DO your ears hang low
do they wobble to and fro
can you tie em in a knot
can you tie em in a bow
can you swing em ore your shoulder 
like a continential soldier
do you ears hang low?

Do your ears flip flop
can you use em as a mop
are they stringy at the bottom
are they curly at the top
yadda yadda yadda yadda
yadda yadda yadda (I forgtot the words!)
do you ears flip flop.
:rofl:

Summer camp WAS good for something.


----------



## *Andi (Nov 8, 2009)

SO cute!!!!!!


----------



## NaeKid (Oct 17, 2008)

*Andi said:


> SO cute!!!!!!


... and very intelligent eyes ...

That one 'll be a handfull! :teehee:


----------



## cedarguy (Nov 19, 2012)

lazydaisy67 said:


> DO your ears hang low
> do they wobble to and fro
> can you tie em in a knot
> can you tie em in a bow
> ...


LOL.

Do your ears hang low?
Do they wobble to and fro?
Can you tie them in a knot?
Can you tie them in a bow?
Can you throw them o'er your shoulder
like a continental soldier?
Do your ears hang low?

Do your ears hang high?
Do they reach up to the sky?
Do they droop when they are wet?
Do they stiffen when they're dry?
Can you semaphore your neighbour
with a minimum of labour?
Do your ears hang high?

Do your ears flip-flop?
Can you use them for a mop?
Are they stringy at the bottom?
Are they curly at the top?
Can you use them for a swatter?
Can you use them for a blotter?
Do your ears flip-flop?

Do your ears hang out?
Can you waggle them about?
Can you flip them up and down
as you fly around the town?
Can you shut them up for sure
when you hear an awful bore?
Do your ears hang out?


----------



## Meerkat (May 31, 2011)

What a beautiful little baby.

I had one when I was a kid.Her name was Nita,she followed me all over the place.


----------



## lilmissy0740 (Mar 7, 2011)

lazydaisy67 said:


> Lookie what we have at our farm!
> 
> http://i282.photobucket.com/albums/kk275/lazydaisy67/040_zpsd281a7f7.jpg


How cute.

I know a different version of that rhyme......


----------



## Grimm (Sep 5, 2012)

How sweet!

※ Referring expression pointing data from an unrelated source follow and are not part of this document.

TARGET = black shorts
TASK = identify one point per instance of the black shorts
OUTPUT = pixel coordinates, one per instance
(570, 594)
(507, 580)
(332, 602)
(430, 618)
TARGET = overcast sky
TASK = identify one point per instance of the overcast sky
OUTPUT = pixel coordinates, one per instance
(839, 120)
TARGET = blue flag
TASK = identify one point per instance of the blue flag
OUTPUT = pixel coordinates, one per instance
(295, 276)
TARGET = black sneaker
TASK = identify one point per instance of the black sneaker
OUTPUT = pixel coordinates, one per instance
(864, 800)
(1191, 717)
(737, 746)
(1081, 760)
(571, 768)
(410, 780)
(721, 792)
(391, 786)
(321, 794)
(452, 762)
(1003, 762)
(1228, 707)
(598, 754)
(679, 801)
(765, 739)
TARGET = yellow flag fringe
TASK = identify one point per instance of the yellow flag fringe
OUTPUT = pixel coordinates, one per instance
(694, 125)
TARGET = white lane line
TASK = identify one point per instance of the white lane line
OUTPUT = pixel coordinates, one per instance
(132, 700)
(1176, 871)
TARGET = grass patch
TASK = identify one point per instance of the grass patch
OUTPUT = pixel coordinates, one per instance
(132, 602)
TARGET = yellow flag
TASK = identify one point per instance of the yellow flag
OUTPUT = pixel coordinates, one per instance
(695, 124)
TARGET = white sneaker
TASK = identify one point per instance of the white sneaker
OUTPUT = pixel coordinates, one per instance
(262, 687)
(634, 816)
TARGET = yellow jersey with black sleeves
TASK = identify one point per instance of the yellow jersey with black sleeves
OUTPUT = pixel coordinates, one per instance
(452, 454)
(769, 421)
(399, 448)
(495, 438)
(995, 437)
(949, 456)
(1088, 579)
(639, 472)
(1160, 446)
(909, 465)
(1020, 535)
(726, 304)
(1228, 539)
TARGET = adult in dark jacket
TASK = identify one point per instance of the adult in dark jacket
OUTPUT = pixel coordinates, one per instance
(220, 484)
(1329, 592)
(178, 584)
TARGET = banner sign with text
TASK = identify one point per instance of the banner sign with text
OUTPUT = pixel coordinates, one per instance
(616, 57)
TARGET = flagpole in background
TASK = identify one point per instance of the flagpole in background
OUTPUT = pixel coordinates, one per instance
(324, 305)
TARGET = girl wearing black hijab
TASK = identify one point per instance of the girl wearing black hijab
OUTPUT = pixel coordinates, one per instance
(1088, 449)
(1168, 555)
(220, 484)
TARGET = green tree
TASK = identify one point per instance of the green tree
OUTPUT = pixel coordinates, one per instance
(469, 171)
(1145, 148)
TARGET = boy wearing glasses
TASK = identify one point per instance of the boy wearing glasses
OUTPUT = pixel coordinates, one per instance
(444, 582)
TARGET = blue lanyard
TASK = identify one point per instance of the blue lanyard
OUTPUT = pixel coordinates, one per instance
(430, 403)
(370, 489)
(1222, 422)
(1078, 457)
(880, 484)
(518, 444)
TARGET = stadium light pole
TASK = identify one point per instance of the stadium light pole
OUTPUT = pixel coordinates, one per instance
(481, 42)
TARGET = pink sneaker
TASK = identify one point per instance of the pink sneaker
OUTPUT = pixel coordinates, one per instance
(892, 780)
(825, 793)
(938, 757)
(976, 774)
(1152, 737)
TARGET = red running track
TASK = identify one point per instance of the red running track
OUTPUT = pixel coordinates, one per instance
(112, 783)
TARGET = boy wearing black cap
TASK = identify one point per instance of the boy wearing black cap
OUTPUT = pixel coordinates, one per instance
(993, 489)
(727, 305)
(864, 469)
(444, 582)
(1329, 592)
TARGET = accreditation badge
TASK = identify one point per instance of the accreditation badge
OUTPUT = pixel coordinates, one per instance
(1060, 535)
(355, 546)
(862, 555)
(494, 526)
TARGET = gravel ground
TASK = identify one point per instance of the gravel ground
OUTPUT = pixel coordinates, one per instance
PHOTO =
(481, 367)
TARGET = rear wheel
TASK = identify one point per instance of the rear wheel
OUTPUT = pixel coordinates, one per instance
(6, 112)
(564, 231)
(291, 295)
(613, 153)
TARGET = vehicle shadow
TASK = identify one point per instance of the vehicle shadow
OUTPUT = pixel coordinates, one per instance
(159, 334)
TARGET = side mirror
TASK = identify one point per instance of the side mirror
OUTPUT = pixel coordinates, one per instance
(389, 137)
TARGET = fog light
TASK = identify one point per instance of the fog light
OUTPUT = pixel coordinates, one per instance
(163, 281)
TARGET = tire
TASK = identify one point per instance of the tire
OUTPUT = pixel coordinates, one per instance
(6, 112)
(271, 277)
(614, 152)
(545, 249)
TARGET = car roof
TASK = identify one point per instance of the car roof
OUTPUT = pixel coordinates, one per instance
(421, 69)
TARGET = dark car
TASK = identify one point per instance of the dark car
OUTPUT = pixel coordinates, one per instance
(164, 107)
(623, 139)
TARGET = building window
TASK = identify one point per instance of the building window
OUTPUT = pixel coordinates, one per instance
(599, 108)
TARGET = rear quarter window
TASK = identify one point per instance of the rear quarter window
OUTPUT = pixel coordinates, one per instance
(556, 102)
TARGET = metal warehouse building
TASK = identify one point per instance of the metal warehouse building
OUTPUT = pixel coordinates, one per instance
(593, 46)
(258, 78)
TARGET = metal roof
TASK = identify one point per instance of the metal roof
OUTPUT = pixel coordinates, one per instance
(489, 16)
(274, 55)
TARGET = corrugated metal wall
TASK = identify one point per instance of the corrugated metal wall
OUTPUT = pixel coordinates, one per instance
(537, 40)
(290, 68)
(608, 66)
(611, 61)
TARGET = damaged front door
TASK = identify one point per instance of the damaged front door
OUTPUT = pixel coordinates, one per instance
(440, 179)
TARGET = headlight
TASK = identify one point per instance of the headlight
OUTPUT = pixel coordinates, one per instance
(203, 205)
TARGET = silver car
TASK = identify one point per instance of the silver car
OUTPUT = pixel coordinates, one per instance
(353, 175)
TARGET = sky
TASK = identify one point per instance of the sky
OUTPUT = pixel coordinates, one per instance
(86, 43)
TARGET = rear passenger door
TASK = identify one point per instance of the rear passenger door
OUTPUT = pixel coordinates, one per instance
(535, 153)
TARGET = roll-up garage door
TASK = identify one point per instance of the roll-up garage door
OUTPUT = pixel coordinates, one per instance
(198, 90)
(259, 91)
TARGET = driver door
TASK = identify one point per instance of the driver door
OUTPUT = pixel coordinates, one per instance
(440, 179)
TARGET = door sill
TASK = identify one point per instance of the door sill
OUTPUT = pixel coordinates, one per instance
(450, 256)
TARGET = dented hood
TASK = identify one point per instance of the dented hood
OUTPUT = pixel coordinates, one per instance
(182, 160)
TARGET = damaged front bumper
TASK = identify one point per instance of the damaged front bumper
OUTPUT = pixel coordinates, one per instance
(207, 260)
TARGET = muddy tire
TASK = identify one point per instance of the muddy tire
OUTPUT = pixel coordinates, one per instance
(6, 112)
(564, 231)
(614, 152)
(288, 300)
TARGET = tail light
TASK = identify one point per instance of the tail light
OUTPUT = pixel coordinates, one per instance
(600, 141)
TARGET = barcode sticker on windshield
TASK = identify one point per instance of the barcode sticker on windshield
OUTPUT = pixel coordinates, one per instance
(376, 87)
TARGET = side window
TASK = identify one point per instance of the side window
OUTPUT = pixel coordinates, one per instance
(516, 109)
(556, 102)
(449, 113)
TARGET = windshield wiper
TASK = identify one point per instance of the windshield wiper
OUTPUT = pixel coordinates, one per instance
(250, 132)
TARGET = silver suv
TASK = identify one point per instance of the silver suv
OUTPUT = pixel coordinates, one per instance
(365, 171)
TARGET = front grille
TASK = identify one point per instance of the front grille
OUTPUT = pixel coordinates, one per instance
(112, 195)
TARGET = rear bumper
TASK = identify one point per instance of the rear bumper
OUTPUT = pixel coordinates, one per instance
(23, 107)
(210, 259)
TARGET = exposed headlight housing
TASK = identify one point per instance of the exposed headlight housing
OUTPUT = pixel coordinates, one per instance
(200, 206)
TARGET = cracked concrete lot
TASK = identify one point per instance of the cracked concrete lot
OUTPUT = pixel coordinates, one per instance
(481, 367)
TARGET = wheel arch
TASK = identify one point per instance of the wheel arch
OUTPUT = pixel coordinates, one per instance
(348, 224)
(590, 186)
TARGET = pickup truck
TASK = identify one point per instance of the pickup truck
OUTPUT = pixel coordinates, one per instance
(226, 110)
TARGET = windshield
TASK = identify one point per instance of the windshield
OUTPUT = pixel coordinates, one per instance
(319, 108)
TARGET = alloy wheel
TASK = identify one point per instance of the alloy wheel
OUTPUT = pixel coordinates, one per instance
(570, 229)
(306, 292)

What a cute kid!


----------



## AuroraHawk (Sep 12, 2012)

What a beautiful kid. 'Reminds me of the Nubians we had when we were growing up.


----------



## lhalfcent (Mar 11, 2010)

awwwww! so cute!!!


----------



## OldCootHillbilly (Jul 9, 2010)

Cute! Love them big ears an got a sweet face!


----------



## Magus (Dec 1, 2008)

He'll be dinner in a year.LOL


----------



## Tank_Girl (Dec 26, 2011)

Lots of Jamaican goat curry there!

Mmmmmmm......some fried plantains and a big bowl of Moors and Christians - *black beans and rice*

My mouth is watering!


----------



## valannb22 (Jan 6, 2012)

Awww! He is adorable


----------



## lazydaisy67 (Nov 24, 2011)

We thougt about eating him but because he is a dairy goat we're not sure about the amount of meat on him. I suppose if we banded him and raised him up for a year or so we'd get enough meat to make it worth the time and money. 
I'd much rather sell him since he's got great milking bloodlines.


----------



## adml1 (Aug 23, 2012)

our 4 children named their baby goat baha..


----------



## shadowrider (Mar 13, 2010)

Awesome! Ours are coming soon.


----------



## SouthCentralUS (Nov 11, 2012)

Long time ago our kids named the baby goat Barbeque.


----------